Her parents house was just a few minutes drive from Blacktown train station and Garry always drove to collect Anita when she got off the train rather than have her walk at night; but on this evening she was not to make her usual phone call to her father.
Barely minutes after leaving the station she was ambushed and dragged into a car carrying five men. Her fate over the following hours at the hands of those five men simply defies description. Two days later her defiled body was found in a local cow paddock by a farmer – Garry and Grace Lynch soon after answered a phone call which would change their lives forever.
Garry Lynch was accompanied by a detective constable to formally identify his daughter; on advice from detectives he had discouraged his wife from attending with him, so distressing was the sight of their daughter’s appearance in death. Garry Lynch lived for the rest of his life with the images of what he saw that day; within 22 days her killers were found and the ensuing court trial revealed details so horrific that millions of Australian’s began calling for the re-introduction of the death penalty. Petitions were gathered and presented to Parliament, even hardened journalists and politicians who had previously argued against capital punishment now joined the debate in favour of bringing back the death penalty.
The five men were sentenced to life without parole – their papers stamped ‘never to be released’ the issue of ‘truth in sentencing’ became highlighted. Grace and Garry Lynch, and Anita’s sister, were also sentenced to a life sentence from which they also would never find an escape. And it was through this unwanted fate that Garry Lynch found himself become overnight ‘the’ spokesman for the victims of crimes and their families.
I will never forget a comment Garry Lynch made at the time of his daughter’s funeral:
” This was not just a crime against one woman, it was a crime against womanhood itself “.

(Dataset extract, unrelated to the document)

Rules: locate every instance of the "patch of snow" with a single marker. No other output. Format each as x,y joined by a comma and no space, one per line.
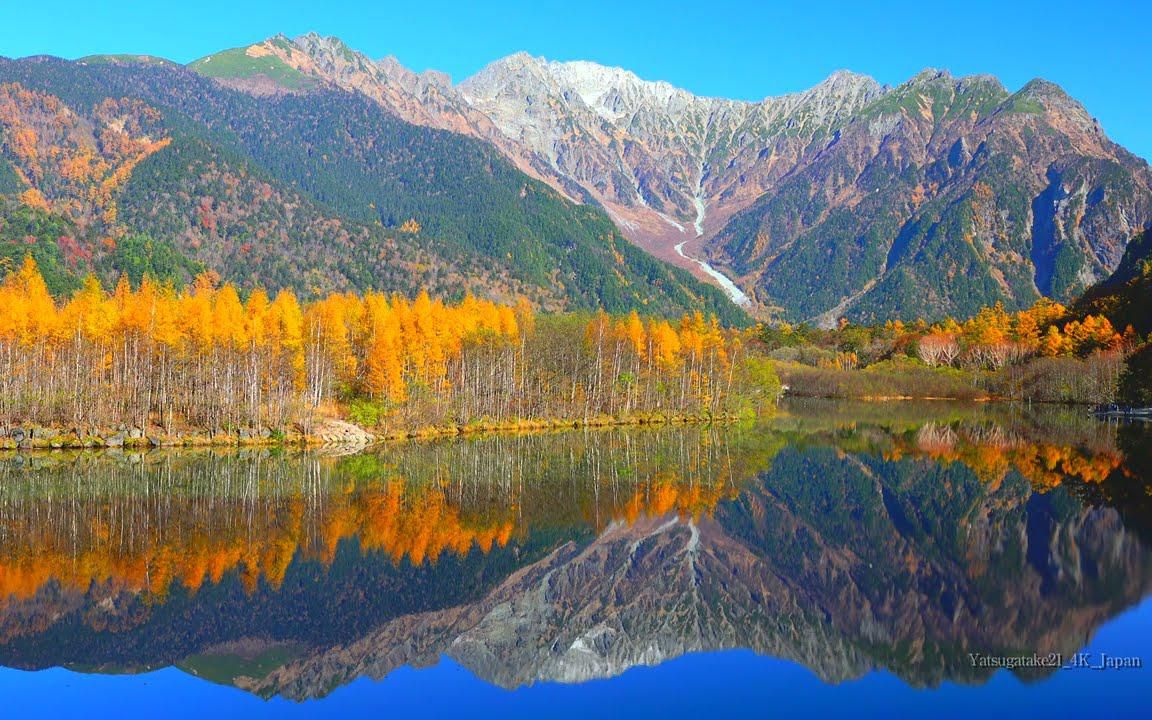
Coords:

Appalled at how little assistance the families of murder victims received, shocked at how the rights of the accused were deemed to be paramount by members of the legal system, Garry started the Homicide Victim’s Support Group in 1993 along with Peter and Christine Simpson – themselves grieving the loss of their recently murdered little girl, Ebony(below).
Ebony Simpson.
The group’s objective was to support and assist in all ways the families and friends of victims of crimes; to provide the shoulder of support and grief counselling that was previously unavailable when Anita and nine year old Ebony were killed. Garry Lynch was at the very heart of the organisation and over the next 12 years personally comforted devastated and grieving families; supported them throughout harrowing court trials and became the much needed ‘conscience’ that the legal system had lacked for so long.
Grace and Garry Lynch, Peter and Christine Simpson were the first four people to become the HVSG – today the members, unfortunately, total 2,600 families. It is a ‘club’ which no-one actively wants to become a member of in the obvious sense; but the group has now become a major force in changing legislation, lobbying for victims rights and succeeded in the introduction of the Victim’s Impact Statement thus allowing families to speak on behalf of themselves and victims in a court of law.
Some years back he admitted that he still cried every day for his daughter, but this quiet and gentle man was still able to work for other’s experiencing the same pain in their hearts as he bore in his own.
Garry Lynch gave so many bereaved families a shoulder to cry on, words of compassion and counsel, advice, support - a hug whenever needed – and he gave them the one thing they had never previously had – a voice.
Garry has recently passed away after a long battle with dementia at the age of 90 – he now rests in peace beside Anita.